Auch für Bischöfe kein Pardon

Dieser Samstag wird wohl ein historisches Datum im Kampf der Kirche gegen sexuellen Missbrauch werden. Erstmals muss sich ein vormals ranghoher katholischer Würdenträger wegen Missbrauchs vor einem weltlichen Gericht im Vatikan verantworten.

Autor/in:
Thomas Jansen
Jozef Wesolowski, ehemaliger Vatikanbotschafter in der Dominikanischen Republik, am 4.9.13 (dpa)
Jozef Wesolowski, ehemaliger Vatikanbotschafter in der Dominikanischen Republik, am 4.9.13 / ( dpa )

Es geht um den früheren Vatikanbotschafter in der Dominikanischen Republik, Jozef Wesolowski (66).
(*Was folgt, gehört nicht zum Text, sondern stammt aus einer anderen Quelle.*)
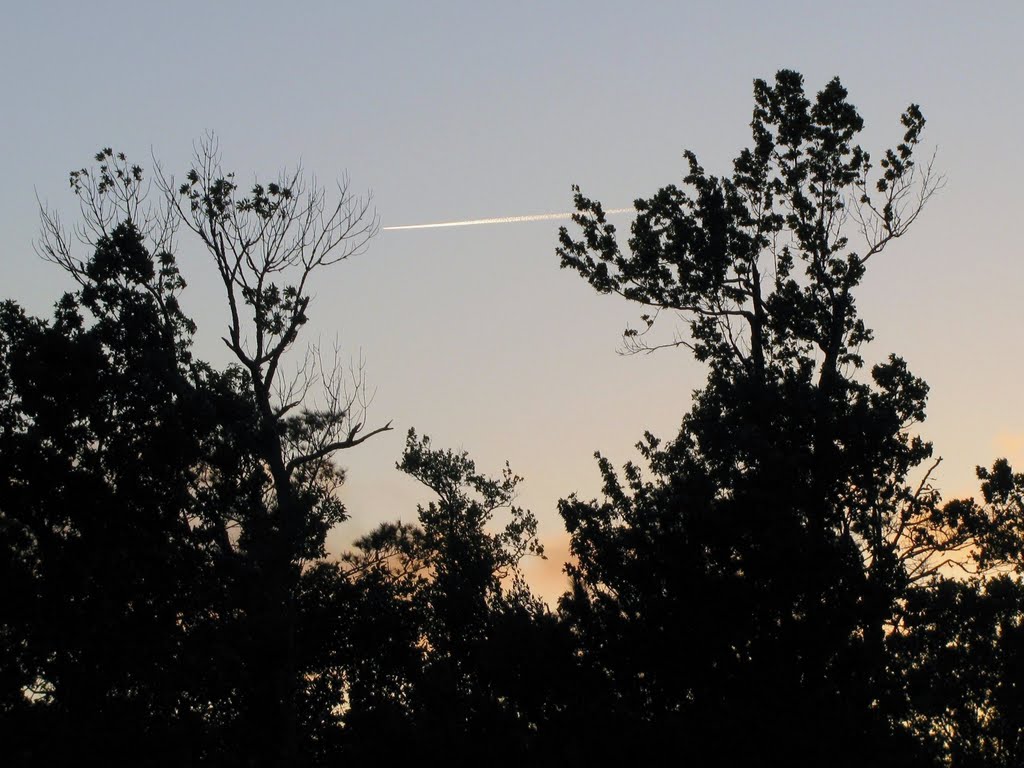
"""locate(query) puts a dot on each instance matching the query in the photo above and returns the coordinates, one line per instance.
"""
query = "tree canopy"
(781, 577)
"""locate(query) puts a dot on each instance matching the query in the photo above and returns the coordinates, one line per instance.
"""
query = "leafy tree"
(478, 688)
(109, 553)
(744, 582)
(255, 494)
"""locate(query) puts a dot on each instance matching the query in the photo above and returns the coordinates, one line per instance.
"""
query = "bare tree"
(268, 243)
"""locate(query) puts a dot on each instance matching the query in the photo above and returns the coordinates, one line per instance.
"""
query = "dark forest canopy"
(779, 578)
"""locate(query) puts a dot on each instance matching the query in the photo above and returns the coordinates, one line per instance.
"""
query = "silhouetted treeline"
(779, 583)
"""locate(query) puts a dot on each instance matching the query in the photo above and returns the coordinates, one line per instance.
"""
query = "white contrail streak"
(499, 220)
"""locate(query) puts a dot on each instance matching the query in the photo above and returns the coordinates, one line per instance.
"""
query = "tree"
(479, 688)
(784, 510)
(105, 426)
(270, 478)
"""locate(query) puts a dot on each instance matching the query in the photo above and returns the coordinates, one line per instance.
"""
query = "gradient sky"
(470, 110)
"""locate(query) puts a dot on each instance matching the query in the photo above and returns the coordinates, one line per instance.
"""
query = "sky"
(452, 111)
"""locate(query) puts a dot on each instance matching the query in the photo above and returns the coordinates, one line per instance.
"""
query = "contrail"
(500, 220)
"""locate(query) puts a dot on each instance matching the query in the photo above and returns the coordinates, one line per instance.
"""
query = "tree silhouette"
(256, 496)
(477, 691)
(744, 582)
(108, 547)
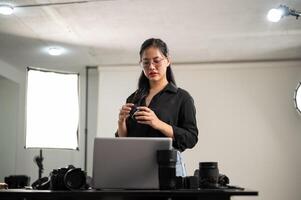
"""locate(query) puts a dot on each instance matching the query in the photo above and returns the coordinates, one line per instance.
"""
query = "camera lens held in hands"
(133, 111)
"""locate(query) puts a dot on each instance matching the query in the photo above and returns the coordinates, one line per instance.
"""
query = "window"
(52, 109)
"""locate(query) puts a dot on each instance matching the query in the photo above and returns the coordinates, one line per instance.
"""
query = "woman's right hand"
(124, 112)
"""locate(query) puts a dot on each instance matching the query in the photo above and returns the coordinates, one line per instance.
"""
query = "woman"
(159, 108)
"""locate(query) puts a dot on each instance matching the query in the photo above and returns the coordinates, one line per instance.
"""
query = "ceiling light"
(275, 14)
(6, 9)
(55, 51)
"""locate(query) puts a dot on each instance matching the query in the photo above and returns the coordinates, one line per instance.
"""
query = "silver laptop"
(127, 163)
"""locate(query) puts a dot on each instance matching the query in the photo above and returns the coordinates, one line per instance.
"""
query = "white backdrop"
(246, 118)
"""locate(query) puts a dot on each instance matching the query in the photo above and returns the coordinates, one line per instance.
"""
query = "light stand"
(39, 161)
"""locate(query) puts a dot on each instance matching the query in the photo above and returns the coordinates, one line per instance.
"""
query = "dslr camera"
(69, 178)
(133, 111)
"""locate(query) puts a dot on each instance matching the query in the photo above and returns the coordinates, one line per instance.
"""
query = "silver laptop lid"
(127, 163)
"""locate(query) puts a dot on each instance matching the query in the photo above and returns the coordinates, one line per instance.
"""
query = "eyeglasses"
(156, 62)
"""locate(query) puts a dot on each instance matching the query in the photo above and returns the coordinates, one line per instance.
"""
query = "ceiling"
(110, 32)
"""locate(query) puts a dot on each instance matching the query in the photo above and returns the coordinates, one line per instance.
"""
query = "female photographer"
(158, 108)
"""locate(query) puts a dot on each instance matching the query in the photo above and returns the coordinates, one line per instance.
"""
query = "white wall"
(246, 118)
(9, 109)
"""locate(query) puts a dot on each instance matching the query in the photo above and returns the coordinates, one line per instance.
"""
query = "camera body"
(69, 178)
(133, 111)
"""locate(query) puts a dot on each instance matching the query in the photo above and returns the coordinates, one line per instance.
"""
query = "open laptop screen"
(127, 163)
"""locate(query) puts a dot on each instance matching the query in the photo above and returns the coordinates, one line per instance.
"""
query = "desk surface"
(98, 194)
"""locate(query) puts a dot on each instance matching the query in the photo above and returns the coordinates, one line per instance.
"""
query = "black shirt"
(175, 107)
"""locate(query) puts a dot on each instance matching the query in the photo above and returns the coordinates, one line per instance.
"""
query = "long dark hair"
(143, 83)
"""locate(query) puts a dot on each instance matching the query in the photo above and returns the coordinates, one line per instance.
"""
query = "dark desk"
(204, 194)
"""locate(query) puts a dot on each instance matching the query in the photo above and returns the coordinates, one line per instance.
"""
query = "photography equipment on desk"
(167, 160)
(17, 181)
(208, 174)
(68, 178)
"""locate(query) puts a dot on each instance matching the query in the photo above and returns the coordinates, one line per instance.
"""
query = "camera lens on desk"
(167, 168)
(208, 174)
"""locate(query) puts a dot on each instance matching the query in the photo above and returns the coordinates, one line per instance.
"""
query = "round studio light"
(274, 15)
(55, 51)
(6, 9)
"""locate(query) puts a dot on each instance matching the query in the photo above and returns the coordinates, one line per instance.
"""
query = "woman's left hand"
(147, 116)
Die vatikanische Staatsanwaltschaft wirft dem aus Polen stammenden Ex-Geistlichen sexuellen Missbrauch mehrerer Jungen in dem Karibikstaat und den Besitz von kinderpornografischem Material vor. Wesolowski drohen nach Vatikanangaben vom September 2014 bis zu sieben Jahre Haft.
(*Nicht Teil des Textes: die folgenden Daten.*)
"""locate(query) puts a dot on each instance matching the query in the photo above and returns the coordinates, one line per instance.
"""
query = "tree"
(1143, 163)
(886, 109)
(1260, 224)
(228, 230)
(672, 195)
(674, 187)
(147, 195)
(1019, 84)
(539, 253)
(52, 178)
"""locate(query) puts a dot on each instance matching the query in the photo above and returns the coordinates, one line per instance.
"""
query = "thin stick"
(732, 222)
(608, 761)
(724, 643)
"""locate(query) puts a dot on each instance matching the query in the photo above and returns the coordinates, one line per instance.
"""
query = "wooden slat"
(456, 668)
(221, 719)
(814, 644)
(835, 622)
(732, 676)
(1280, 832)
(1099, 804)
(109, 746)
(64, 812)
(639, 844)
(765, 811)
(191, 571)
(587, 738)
Als früherer Vatikanbotschafter besitzt Wesolowski die vatikanische Staatsbürgerschaft. Deshalb verzichteten die Dominikanische Republik und sein Heimatland Polen auf einen Auslieferungsantrag. Nach internationalem Recht ist die Justiz des entsendenden Staates für die Ahndung der Straftat eines Botschafters zuständig. Im Gegensatz zu anderen beschuldigten Bischöfen, die sich nur vor einem kirchlichen Gericht im Vatikan zu verantworten hatten, wird Wesolowski deshalb auch vor dem Strafgericht des Vatikanstaates der Prozess gemacht. Der Besitz von kinderpornografischem Material ist seit 2013 ein eigener Straftatbestand in dessen Strafrecht.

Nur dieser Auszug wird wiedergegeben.